La paquetería  tiene una ubicación excelente, en plena Gran Vía de Fernando el Católico, y eso la hace aún más peculiar. Los comercios vecinos han ido desapareciendo, creciendo y mutando. El ultramarinos es ahora un centro de fotodepilación, la antigua farmacia abre sus puertas automáticas a un espacio blanco e iluminado donde dependientes de impolutas batas consultan las existencias de medicamentos en ordenadores táctiles.

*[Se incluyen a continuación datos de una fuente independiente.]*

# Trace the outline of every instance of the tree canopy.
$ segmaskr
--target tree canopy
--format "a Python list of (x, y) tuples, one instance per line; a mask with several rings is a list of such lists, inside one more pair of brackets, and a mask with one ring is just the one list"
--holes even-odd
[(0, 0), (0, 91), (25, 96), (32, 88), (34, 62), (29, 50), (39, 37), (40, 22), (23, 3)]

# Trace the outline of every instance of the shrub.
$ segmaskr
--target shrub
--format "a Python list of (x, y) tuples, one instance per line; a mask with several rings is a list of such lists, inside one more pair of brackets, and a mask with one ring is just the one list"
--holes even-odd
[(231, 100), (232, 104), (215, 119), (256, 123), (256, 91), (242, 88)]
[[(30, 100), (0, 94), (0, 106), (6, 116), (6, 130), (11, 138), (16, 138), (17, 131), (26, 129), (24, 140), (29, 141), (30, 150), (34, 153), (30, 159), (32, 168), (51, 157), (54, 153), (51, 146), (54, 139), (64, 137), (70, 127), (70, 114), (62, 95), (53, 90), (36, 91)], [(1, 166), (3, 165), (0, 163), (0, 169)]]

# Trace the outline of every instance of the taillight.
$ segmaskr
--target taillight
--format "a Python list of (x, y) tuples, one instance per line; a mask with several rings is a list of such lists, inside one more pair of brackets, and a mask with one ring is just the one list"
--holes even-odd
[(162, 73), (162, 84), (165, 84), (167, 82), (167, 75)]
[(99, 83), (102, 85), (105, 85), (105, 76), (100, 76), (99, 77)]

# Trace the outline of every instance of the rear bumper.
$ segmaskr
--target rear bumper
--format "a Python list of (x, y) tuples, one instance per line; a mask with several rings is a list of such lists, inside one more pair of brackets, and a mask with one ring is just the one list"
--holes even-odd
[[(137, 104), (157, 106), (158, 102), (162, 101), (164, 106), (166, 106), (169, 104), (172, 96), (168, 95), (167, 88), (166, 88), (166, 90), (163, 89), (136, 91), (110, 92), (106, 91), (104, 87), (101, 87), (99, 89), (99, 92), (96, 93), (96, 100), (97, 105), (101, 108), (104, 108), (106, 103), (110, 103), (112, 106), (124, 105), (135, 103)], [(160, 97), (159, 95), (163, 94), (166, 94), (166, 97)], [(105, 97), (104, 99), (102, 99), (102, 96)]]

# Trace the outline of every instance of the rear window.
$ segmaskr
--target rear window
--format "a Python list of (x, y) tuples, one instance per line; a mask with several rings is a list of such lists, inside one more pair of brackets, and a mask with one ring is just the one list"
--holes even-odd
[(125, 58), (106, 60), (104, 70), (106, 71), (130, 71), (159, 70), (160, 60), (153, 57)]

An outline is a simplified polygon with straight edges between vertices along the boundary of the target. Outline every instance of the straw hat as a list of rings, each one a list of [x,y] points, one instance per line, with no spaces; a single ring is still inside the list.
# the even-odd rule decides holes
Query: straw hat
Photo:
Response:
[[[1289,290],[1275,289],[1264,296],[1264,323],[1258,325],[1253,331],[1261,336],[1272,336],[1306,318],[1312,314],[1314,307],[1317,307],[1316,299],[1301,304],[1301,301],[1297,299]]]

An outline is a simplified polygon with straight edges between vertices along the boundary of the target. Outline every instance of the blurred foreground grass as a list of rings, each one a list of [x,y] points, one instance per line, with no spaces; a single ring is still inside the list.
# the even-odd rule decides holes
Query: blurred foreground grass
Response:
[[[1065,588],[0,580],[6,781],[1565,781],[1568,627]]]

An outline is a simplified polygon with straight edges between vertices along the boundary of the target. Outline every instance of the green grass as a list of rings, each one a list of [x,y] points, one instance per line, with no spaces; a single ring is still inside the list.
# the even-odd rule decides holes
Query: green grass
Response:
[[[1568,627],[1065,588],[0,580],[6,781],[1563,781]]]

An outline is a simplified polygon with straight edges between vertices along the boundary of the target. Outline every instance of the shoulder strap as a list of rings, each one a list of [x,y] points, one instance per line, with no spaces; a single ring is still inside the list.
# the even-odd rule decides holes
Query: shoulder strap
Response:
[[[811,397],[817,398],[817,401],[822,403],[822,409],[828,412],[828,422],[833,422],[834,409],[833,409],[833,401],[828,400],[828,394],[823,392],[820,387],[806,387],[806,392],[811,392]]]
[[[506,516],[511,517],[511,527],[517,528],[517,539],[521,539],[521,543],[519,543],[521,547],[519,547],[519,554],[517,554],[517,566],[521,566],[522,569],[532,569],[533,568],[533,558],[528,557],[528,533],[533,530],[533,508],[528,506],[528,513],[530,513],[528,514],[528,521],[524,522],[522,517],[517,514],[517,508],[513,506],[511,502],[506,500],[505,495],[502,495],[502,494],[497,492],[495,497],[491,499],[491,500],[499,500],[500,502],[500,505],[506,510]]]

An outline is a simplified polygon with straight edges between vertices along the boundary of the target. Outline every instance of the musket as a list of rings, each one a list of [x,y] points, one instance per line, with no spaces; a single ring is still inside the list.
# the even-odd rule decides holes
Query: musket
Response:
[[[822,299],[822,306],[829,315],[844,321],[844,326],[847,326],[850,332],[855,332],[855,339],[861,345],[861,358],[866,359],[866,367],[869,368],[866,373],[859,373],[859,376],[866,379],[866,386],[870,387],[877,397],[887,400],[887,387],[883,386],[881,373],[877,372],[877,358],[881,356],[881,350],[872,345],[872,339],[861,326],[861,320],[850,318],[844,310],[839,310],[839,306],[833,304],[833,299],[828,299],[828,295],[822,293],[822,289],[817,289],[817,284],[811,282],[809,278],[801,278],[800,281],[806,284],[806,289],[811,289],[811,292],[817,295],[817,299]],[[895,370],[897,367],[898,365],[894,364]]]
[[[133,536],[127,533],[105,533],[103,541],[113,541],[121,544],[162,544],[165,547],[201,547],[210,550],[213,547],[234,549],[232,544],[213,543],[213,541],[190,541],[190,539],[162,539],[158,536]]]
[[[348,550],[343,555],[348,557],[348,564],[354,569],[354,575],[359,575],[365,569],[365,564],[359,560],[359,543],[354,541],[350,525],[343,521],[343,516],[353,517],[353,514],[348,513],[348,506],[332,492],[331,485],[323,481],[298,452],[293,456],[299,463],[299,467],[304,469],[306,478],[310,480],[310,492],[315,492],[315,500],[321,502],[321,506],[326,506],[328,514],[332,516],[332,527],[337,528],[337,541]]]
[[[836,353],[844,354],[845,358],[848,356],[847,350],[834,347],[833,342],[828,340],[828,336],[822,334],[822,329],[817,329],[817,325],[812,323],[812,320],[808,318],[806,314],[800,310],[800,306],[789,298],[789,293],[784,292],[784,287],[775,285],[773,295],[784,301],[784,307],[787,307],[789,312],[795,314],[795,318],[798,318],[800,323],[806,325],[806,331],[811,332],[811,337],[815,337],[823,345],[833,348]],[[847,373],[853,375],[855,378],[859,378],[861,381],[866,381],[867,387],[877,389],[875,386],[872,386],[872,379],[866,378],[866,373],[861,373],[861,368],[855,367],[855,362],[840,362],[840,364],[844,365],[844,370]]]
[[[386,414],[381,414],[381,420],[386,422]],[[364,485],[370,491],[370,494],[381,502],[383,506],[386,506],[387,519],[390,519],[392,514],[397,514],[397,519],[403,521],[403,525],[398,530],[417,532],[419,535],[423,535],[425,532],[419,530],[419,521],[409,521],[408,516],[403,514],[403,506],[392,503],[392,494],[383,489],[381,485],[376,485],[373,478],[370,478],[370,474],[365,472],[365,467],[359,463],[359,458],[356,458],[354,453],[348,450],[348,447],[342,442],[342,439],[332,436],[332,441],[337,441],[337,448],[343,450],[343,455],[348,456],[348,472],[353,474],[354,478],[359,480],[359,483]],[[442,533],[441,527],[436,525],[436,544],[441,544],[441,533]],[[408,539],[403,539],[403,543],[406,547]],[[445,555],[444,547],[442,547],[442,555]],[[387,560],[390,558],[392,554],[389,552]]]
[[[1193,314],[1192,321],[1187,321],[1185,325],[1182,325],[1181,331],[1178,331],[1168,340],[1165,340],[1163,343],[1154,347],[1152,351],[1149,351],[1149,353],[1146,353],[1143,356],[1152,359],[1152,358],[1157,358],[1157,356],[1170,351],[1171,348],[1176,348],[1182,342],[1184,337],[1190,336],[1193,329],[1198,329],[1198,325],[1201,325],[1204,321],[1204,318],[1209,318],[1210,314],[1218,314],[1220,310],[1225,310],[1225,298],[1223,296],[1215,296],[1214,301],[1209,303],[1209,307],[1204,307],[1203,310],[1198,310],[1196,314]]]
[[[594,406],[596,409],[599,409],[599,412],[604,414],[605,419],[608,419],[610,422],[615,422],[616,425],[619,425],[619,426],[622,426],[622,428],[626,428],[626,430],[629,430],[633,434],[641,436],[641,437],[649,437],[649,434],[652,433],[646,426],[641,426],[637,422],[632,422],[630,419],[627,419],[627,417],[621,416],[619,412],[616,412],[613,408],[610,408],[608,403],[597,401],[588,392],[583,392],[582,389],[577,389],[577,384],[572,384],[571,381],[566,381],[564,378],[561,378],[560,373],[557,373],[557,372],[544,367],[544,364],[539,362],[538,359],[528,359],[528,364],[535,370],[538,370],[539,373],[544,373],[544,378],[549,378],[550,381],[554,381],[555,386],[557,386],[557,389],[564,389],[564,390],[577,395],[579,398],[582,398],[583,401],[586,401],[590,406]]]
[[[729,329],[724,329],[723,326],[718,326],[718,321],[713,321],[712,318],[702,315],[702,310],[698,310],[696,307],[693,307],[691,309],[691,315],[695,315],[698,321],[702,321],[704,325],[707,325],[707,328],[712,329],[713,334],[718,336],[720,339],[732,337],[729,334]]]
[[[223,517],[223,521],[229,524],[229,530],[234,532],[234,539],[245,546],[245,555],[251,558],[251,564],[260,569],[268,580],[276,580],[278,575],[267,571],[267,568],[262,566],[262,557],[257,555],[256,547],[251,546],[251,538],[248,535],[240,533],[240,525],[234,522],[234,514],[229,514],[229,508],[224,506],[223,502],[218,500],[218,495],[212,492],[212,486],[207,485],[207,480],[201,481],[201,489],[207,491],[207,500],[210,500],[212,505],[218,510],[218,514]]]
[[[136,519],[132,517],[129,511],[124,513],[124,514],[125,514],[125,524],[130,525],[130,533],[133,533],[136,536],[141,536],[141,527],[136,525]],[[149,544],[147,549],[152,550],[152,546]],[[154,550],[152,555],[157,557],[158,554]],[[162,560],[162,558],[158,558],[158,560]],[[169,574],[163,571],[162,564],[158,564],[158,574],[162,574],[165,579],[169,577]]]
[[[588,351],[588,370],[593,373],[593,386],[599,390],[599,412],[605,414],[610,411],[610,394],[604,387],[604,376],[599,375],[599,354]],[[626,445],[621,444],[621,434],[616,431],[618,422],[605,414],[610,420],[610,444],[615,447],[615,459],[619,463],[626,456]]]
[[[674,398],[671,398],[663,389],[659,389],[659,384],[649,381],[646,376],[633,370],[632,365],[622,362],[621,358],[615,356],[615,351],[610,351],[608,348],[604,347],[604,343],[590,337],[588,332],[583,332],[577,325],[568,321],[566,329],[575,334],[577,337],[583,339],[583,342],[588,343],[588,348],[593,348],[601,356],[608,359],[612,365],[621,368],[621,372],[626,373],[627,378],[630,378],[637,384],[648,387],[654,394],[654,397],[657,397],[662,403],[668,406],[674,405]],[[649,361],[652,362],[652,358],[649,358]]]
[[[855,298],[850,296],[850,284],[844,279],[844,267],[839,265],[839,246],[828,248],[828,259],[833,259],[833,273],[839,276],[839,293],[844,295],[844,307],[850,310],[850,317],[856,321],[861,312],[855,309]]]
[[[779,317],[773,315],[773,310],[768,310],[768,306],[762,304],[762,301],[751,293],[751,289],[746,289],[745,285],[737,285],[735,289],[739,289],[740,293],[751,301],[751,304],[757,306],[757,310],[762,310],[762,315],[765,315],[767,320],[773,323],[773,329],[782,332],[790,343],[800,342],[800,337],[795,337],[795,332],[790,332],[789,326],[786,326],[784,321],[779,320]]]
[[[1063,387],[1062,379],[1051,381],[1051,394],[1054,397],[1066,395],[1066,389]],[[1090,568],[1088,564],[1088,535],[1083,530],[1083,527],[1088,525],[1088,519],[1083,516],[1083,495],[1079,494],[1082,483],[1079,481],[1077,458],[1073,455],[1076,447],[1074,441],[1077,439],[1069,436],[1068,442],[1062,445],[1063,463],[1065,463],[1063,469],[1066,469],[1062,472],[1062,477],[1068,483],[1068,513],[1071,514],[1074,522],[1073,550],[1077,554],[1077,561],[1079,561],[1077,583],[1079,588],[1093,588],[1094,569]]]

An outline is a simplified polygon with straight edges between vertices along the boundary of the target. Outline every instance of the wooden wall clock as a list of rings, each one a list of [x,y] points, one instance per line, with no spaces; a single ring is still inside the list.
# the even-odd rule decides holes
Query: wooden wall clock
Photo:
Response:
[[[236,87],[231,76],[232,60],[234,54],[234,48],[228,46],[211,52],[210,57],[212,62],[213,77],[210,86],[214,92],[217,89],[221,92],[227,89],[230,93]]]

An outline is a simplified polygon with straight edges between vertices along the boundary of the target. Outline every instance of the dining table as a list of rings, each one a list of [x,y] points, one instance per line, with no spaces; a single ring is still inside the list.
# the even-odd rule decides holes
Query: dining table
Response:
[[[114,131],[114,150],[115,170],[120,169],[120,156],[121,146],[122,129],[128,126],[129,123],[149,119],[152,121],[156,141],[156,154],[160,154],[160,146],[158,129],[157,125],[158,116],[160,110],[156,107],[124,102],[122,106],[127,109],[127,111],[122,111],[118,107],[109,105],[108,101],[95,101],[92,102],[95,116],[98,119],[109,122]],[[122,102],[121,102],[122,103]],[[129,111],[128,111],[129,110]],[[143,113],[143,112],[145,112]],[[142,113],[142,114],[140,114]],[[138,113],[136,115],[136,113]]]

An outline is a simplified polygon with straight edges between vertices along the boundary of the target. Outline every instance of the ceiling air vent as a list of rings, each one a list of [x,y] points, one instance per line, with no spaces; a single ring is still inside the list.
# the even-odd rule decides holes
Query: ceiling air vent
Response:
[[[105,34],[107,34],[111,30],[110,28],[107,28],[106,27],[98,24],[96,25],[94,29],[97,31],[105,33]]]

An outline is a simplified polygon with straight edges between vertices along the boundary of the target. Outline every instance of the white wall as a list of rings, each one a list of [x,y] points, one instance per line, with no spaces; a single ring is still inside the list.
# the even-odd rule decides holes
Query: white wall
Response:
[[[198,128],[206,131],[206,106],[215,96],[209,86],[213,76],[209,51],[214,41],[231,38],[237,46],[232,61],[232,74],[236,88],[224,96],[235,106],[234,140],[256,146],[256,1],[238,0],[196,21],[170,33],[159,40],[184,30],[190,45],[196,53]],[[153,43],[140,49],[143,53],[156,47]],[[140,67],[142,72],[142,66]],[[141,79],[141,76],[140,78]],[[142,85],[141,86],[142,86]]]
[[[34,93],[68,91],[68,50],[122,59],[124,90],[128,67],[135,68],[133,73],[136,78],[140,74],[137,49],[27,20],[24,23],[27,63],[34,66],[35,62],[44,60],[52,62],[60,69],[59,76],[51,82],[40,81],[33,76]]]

El tiempo pasó por cada rincón de la ciudad y por alguna razón se detuvo unos momentos en aquel lugar dejándolo congelado.

Aquella tarde Mercedes da, como siempre, órdenes escuetas a su hermana sin apenas levantar la mirada del mostrador donde agrupa botones por tamaños. Hay que encargar cinta de raso de la fina en todos los colores, y deshacerse como sea de los ovillos de perlé blancos, que ya empiezan a amarillear. Ordéname los botones que voy a apuntar el pedido, y no te olvides de sacarme el perlé.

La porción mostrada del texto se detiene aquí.